A guarded pattern `case` label dominates another pattern `case` label (guarded
or unguarded) only when both the former's pattern dominates the latter's pattern
_and_ when its guard is a constant expression of value `true`. For example, the
guarded pattern `case` label `case String s when true` dominates the pattern
`case` label `case String s`. We do not analyze the guarding expression any
further in order to determine more precisely which values match the pattern
label (a problem which is undecidable in general).

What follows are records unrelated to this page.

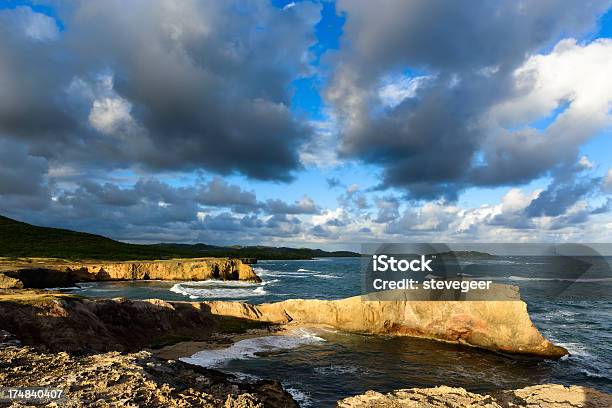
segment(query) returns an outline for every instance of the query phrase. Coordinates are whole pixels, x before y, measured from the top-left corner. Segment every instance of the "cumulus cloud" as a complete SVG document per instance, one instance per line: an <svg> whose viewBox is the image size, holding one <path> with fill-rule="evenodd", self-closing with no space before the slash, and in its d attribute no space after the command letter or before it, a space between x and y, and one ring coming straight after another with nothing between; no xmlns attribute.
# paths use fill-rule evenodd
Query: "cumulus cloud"
<svg viewBox="0 0 612 408"><path fill-rule="evenodd" d="M312 198L308 196L304 196L292 204L279 199L268 200L265 204L265 210L270 214L318 214L320 211Z"/></svg>
<svg viewBox="0 0 612 408"><path fill-rule="evenodd" d="M612 168L608 169L608 172L603 179L601 188L606 193L612 193Z"/></svg>
<svg viewBox="0 0 612 408"><path fill-rule="evenodd" d="M54 35L28 7L0 11L0 132L52 162L291 179L311 130L288 85L319 6L238 3L57 3ZM106 94L74 92L100 76Z"/></svg>
<svg viewBox="0 0 612 408"><path fill-rule="evenodd" d="M609 5L340 1L344 47L331 58L326 91L341 129L340 154L382 167L382 187L450 200L466 187L524 183L574 161L578 147L609 122L603 67L612 47L565 40L537 54L561 35L589 30ZM381 100L385 78L396 79ZM531 113L549 114L564 100L569 108L547 128L551 137L504 127L510 118L528 125Z"/></svg>

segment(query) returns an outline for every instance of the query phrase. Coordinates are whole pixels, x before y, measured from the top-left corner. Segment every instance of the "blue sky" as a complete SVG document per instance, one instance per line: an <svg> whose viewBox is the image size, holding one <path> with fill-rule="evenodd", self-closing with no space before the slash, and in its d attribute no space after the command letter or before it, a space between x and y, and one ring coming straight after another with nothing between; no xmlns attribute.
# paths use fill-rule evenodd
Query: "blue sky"
<svg viewBox="0 0 612 408"><path fill-rule="evenodd" d="M0 5L0 213L134 242L610 239L609 2L119 3Z"/></svg>

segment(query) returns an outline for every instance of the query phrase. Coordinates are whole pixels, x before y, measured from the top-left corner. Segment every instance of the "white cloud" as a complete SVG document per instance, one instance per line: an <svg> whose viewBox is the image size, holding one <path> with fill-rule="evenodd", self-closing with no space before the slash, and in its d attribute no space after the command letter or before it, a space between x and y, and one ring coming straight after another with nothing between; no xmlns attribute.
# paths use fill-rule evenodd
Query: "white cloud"
<svg viewBox="0 0 612 408"><path fill-rule="evenodd" d="M612 124L612 40L580 45L560 41L550 54L529 58L514 74L517 96L495 106L491 114L513 127L541 119L560 109L548 127L557 139L585 139ZM560 141L560 140L558 140Z"/></svg>
<svg viewBox="0 0 612 408"><path fill-rule="evenodd" d="M113 134L122 124L131 123L131 105L123 98L96 99L89 113L89 123L98 131Z"/></svg>
<svg viewBox="0 0 612 408"><path fill-rule="evenodd" d="M432 78L431 75L423 76L401 76L399 78L387 78L384 85L378 90L378 97L384 106L394 108L406 98L414 98L420 87Z"/></svg>
<svg viewBox="0 0 612 408"><path fill-rule="evenodd" d="M590 170L595 166L587 156L580 157L580 160L578 160L578 164L585 170Z"/></svg>
<svg viewBox="0 0 612 408"><path fill-rule="evenodd" d="M53 18L37 13L29 7L17 7L13 17L22 27L24 34L34 41L50 41L59 36L59 29Z"/></svg>
<svg viewBox="0 0 612 408"><path fill-rule="evenodd" d="M604 177L602 190L606 193L612 193L612 168L608 169L606 176Z"/></svg>

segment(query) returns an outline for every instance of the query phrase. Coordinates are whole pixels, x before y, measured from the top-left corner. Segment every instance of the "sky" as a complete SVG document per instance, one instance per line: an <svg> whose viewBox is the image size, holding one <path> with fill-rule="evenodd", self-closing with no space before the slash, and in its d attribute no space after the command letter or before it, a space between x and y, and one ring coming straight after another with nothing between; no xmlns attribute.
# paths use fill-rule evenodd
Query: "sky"
<svg viewBox="0 0 612 408"><path fill-rule="evenodd" d="M128 242L610 242L612 0L0 2L0 214Z"/></svg>

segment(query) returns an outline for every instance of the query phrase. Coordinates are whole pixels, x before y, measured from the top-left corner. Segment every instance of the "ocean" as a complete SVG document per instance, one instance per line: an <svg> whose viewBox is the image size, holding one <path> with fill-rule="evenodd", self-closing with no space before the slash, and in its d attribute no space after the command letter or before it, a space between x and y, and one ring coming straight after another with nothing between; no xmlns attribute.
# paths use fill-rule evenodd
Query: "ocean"
<svg viewBox="0 0 612 408"><path fill-rule="evenodd" d="M608 259L608 261L611 261ZM289 336L246 339L225 350L203 351L190 363L240 378L279 380L301 406L334 406L367 390L450 385L474 392L541 383L585 385L612 393L612 293L609 276L538 276L537 257L462 260L474 277L518 285L542 334L567 348L559 361L509 358L435 341L300 329ZM359 258L260 261L262 283L98 282L72 292L92 297L164 300L339 299L361 293ZM570 274L571 275L571 274ZM572 296L560 296L561 291ZM554 294L554 296L551 296ZM586 299L586 300L585 300Z"/></svg>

A pattern `case` label can dominate a constant `case` label. For example, the
pattern `case` label `case Integer i` dominates the constant `case` label `case
42`, and the pattern `case` label `case E e` dominates the constant `case` label
`case A` when `A` is a member of `enum` class type `E`. A guarded pattern
`case` label dominates a constant `case` label if the same pattern `case` label
without the guard does. In other words, we do not check the guard, since this is
undecidable in general. For example, the pattern `case` label `case String s
when s.length() > 1` dominates the constant `case` label `case "hello"`, as
expected; but `case Integer i when i != 0` dominates the `case` label `case 0`.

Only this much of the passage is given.